[Bioc-devel] reproducible with mclapply?
Vladislav Petyuk
petyuk at gmail.com
Thu Jun 4 19:20:13 CEST 2015
The only bad thing I see so far in using set.seed inside the function is
that it interferes with previously set seed by the user. So follow-up
stochastic computation will be out user's control. Perhaps there are other
undesirable effect that I do not see at this point.
I tweaked the solution a bit here that wraps mclapply/lapply and maintains
the user control of stochasticity by resetting the seed to some random
value generated based on users input.
http://stackoverflow.com/questions/30610375/how-to-run-permutations-using-mclapply-in-a-reproducible-way-regardless-of-numbe/30627984#30627984
I tend to agree though that in a long run doRNG is the way to go.
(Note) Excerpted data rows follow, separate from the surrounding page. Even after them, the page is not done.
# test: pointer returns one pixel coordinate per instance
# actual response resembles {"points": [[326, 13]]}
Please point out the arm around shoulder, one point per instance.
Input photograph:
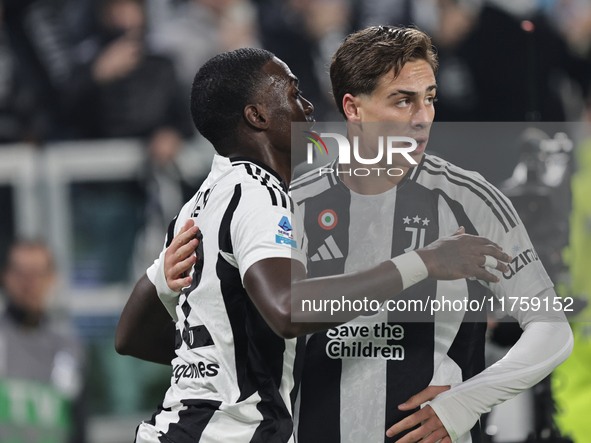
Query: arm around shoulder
{"points": [[145, 329]]}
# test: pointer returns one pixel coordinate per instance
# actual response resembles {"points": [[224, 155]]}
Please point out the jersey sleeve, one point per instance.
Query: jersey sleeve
{"points": [[261, 229], [494, 217]]}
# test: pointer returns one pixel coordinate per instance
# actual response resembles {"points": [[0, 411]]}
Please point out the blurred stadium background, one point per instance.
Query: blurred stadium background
{"points": [[98, 153]]}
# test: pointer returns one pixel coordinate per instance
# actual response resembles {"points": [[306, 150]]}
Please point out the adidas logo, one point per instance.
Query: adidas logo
{"points": [[327, 251]]}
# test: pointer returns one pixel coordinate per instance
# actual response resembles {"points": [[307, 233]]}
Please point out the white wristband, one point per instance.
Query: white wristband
{"points": [[411, 267], [167, 296]]}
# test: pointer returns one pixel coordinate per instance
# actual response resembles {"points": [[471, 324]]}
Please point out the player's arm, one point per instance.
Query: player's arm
{"points": [[545, 343], [278, 286], [146, 327]]}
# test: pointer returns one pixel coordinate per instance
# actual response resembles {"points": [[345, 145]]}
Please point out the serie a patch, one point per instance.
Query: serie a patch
{"points": [[284, 235]]}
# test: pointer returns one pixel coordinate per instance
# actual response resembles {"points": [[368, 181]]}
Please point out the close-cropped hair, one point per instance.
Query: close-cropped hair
{"points": [[365, 56], [222, 88]]}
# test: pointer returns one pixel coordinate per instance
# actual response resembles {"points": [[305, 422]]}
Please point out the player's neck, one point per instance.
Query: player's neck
{"points": [[278, 163]]}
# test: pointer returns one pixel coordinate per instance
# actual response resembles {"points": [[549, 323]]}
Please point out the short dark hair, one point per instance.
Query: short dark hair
{"points": [[221, 90], [366, 55]]}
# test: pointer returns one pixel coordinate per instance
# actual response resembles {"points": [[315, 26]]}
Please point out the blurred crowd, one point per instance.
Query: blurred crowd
{"points": [[77, 69]]}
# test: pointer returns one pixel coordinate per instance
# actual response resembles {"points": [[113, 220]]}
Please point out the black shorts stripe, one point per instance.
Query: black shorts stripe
{"points": [[493, 193], [192, 421], [479, 194]]}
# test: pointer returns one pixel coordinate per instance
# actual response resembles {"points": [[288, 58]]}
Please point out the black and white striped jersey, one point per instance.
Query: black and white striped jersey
{"points": [[232, 376], [350, 389]]}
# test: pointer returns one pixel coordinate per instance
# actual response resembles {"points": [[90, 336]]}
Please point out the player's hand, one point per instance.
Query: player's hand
{"points": [[463, 256], [180, 256], [431, 429]]}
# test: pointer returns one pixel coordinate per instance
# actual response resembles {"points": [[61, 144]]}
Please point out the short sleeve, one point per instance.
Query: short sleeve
{"points": [[261, 230], [500, 223]]}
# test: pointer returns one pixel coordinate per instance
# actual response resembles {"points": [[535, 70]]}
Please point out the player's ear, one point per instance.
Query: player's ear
{"points": [[256, 117], [351, 108]]}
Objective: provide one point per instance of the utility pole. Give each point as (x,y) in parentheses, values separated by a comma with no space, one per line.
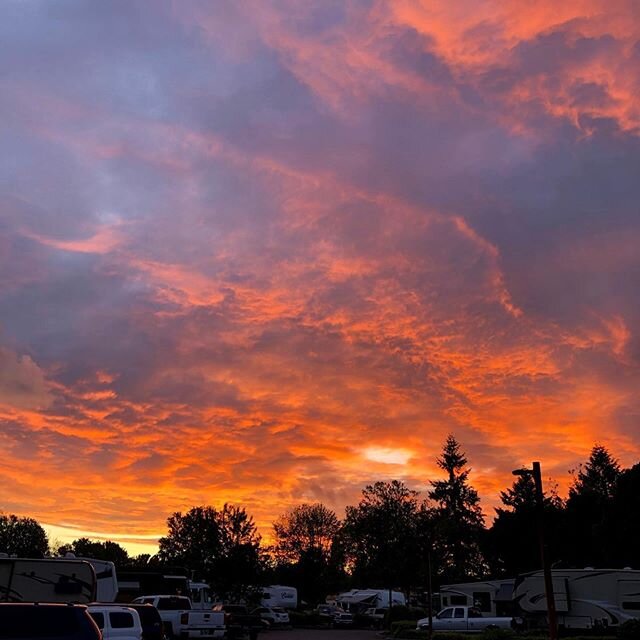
(552,618)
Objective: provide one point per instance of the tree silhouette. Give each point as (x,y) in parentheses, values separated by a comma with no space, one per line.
(381,535)
(221,546)
(459,523)
(511,544)
(108,550)
(307,550)
(22,537)
(588,509)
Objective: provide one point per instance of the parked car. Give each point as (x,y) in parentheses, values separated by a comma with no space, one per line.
(326,610)
(375,616)
(116,622)
(151,621)
(273,615)
(239,622)
(32,621)
(152,627)
(180,620)
(342,619)
(465,620)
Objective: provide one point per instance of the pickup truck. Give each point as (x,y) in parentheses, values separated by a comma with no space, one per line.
(239,622)
(465,620)
(180,620)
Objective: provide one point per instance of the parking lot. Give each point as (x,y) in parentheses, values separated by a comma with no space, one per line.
(321,634)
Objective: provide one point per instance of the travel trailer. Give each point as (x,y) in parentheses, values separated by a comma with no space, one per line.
(584,598)
(277,595)
(132,584)
(492,597)
(106,579)
(358,600)
(47,580)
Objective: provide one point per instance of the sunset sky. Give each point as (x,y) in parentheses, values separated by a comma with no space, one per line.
(267,252)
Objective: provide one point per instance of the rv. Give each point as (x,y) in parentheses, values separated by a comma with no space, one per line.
(47,580)
(491,597)
(106,580)
(584,598)
(277,595)
(357,600)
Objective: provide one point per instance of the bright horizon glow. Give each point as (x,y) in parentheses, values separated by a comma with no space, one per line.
(387,455)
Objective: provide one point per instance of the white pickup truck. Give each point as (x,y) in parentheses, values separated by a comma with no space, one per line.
(182,621)
(465,620)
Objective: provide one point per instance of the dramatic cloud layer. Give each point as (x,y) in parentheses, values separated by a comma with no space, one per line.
(268,252)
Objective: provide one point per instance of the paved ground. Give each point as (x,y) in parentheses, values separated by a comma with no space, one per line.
(320,634)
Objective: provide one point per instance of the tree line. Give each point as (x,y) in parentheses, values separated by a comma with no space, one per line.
(394,537)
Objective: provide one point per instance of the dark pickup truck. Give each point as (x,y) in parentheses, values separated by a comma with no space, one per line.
(239,622)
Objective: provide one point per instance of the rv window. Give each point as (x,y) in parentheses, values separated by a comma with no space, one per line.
(98,617)
(482,600)
(120,620)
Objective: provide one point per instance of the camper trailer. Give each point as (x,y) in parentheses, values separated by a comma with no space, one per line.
(106,580)
(357,600)
(584,598)
(492,597)
(47,580)
(277,595)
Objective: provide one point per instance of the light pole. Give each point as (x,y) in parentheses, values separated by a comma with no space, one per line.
(535,473)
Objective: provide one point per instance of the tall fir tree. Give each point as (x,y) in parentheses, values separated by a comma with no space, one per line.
(589,507)
(458,518)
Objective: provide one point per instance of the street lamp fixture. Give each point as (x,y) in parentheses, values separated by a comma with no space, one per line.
(536,474)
On Thu, Jun 4, 2015 at 8:15 AM, Valerie Obenchain <vobencha at fredhutch.org>
wrote:
> I'll add a section to the BiocParallel docs.
>
> Valerie
>
> On 06/04/2015 07:55 AM, Kasper Daniel Hansen wrote:
>
>> Yes, based on the documentation that particular random stream generator
>> would work with mclapply.
>>
>> This is absolutely a subject which ought to be covered in the BiocParallel
>> documentation.
>>
>> And commenting on another set of recommendations: please NEVER used
>> set.seed inside a function. Unfortunately, because of the way R works,
>> this is a really bad idea. As is functions with arguments like (set.seed
>> =
>> FALSE). Users need to be educated about this. The main issue with using
>> set.seed is when your work is wrapped into other peoples code, for example
>> with an external bootstrap or similar. I understand the desire for
>> reproducibility, but the design of the random generator in R is such that
>> this should really be left to the user.
>>
>> Kasper
>>
>> On Thu, Jun 4, 2015 at 10:39 AM, Vincent Carey <
>> stvjc at channing.harvard.edu>
>>
>> wrote:
>>
>> It does appear to me that the doRNG vignette sec 1.1 describes a solution
>>> to the problem posed. It is less clear to me that this method is readily
>>> adopted with BiocParallel unless registerDoPar is in use.... Should we
>>> address this topic explicitly in the vignette?
>>>
>>> On Thu, Jun 4, 2015 at 9:50 AM, Kasper Daniel Hansen <
>>> kasperdanielhansen at gmail.com> wrote:
>>>
>>> Note you're not guaranteed that two random streams starting with
>>>> different
>>>> seeds will be (approximately) independent, so the suggestion on SO makes
>>>> the numbers reproducible but technically wrong.
>>>>
>>>> If you want true independence you either need to use a parallel version
>>>> of
>>>> the random number generator or you do what I suggested. Because of how
>>>> mclapply works (via fork) it is not clear to me that it is possible to
>>>> use
>>>> a parallel version of the random number generator, but I am not sure
>>>> about
>>>> this. The snippet from the documentation quoted above suggests I am
>>>> wrong.
>>>>
>>>> Best,
>>>> Kasper
>>>>
>>>> On Wed, Jun 3, 2015 at 11:25 PM, Vladislav Petyuk <petyuk at gmail.com>
>>>> wrote:
>>>>
>>>> There are different ways set.seed can be used. The way it is suggested
>>>>>
>>>> on
>>>>
>>>>> the aforementioned stackoverflow post is basically a two stage process.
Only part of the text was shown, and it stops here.